Ma non dimentico gli abruzzesi. Che non camminano, per cui quando vogliono essere gentili ti danno l'indicazione per la strada asfaltata, che per gli escursionisti è la peggiore. Lungo tutto il percorso, poi, ci sono capitati incontri con personaggi incredibili: la padrona dell'agriturismo, contadina nell'aspetto, nel modo di parlare, di porsi, di cucinare, che ha definito stupidaggine il vegetarianesimo di due del gruppo; una giovane coppia di ragazzi in un paesino di montagna, dove la gente va solo ad abbuffarsi di arrosticini, con un raffinatissimo B&B arredato con riproduzioni di Hokusai fatte da incisori giapponesi, trovate in un baule della nonna; una trentenne di nome Azzurra che mentre ci serviva guardava la TV, perché faceva il tifo per il cugino nella finale del programma trash (il suo gruppo ha poi perso contro un'imbattibile Debborah con l'acca finale); una signora romena che si scusava della sua nazionalità e si dilungava a spiegarci che degli oggetti per terra erano precedentemente sopra una lavatrice, che però era in riparazione perché i clienti precedenti l'avevano rotta, intanto che noi fremevamo di fare la doccia; un cuoco, alle prese con settanta olandesi avvinazzati, che faceva incomprensibili ragionamenti a base di non sequitur; l'unico negozio di un paese che vendeva tra le altre cose frutta, nastro adesivo, sigarette e stampava foto digitali; la nonna uscita con il nipotino dall'asilo, che, saputo che eravamo a piedi, ci ha detto «Me dispiace!»; la vecchietta sbucata da una foto folkloristica che ci ha invitato a riposarci con lei, quando ci ha visto passare carichi di zaini; il gruppo di ticinesi eruditissimi; la signora che ce l'aveva con i marocchini, che però non aveva mai incontrato perché nel suo paese di montagna fa troppo freddo per loro; il discendente di un barone; la badante sudamericana che sbracciandosi dalla finestra ci ha urlato «Peligro!

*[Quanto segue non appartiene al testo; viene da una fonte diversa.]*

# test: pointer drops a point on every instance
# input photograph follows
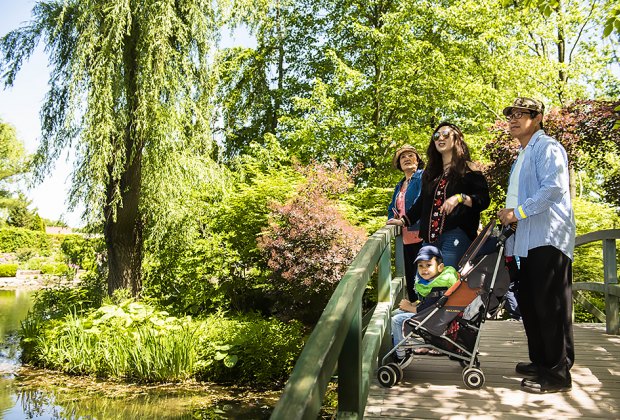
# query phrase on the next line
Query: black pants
(411, 269)
(545, 299)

Peligro!» quando ci ha visto dirigerci verso il bosco; la coppia di albergatori che sembrava precipitata lì all'improvviso; quello che ci invitava a visitare la vera casa natale di Ponzio Pilato, principale attrattiva del suo borgo; la custode e guida della chiesa che spiegava agli stranieri che sapevano dire giusto «Parla inglese, per favore?» che bastava che lei parlasse lentamente in italiano e loro l'avrebbero capita, specie quando avrebbe citato il ciborio.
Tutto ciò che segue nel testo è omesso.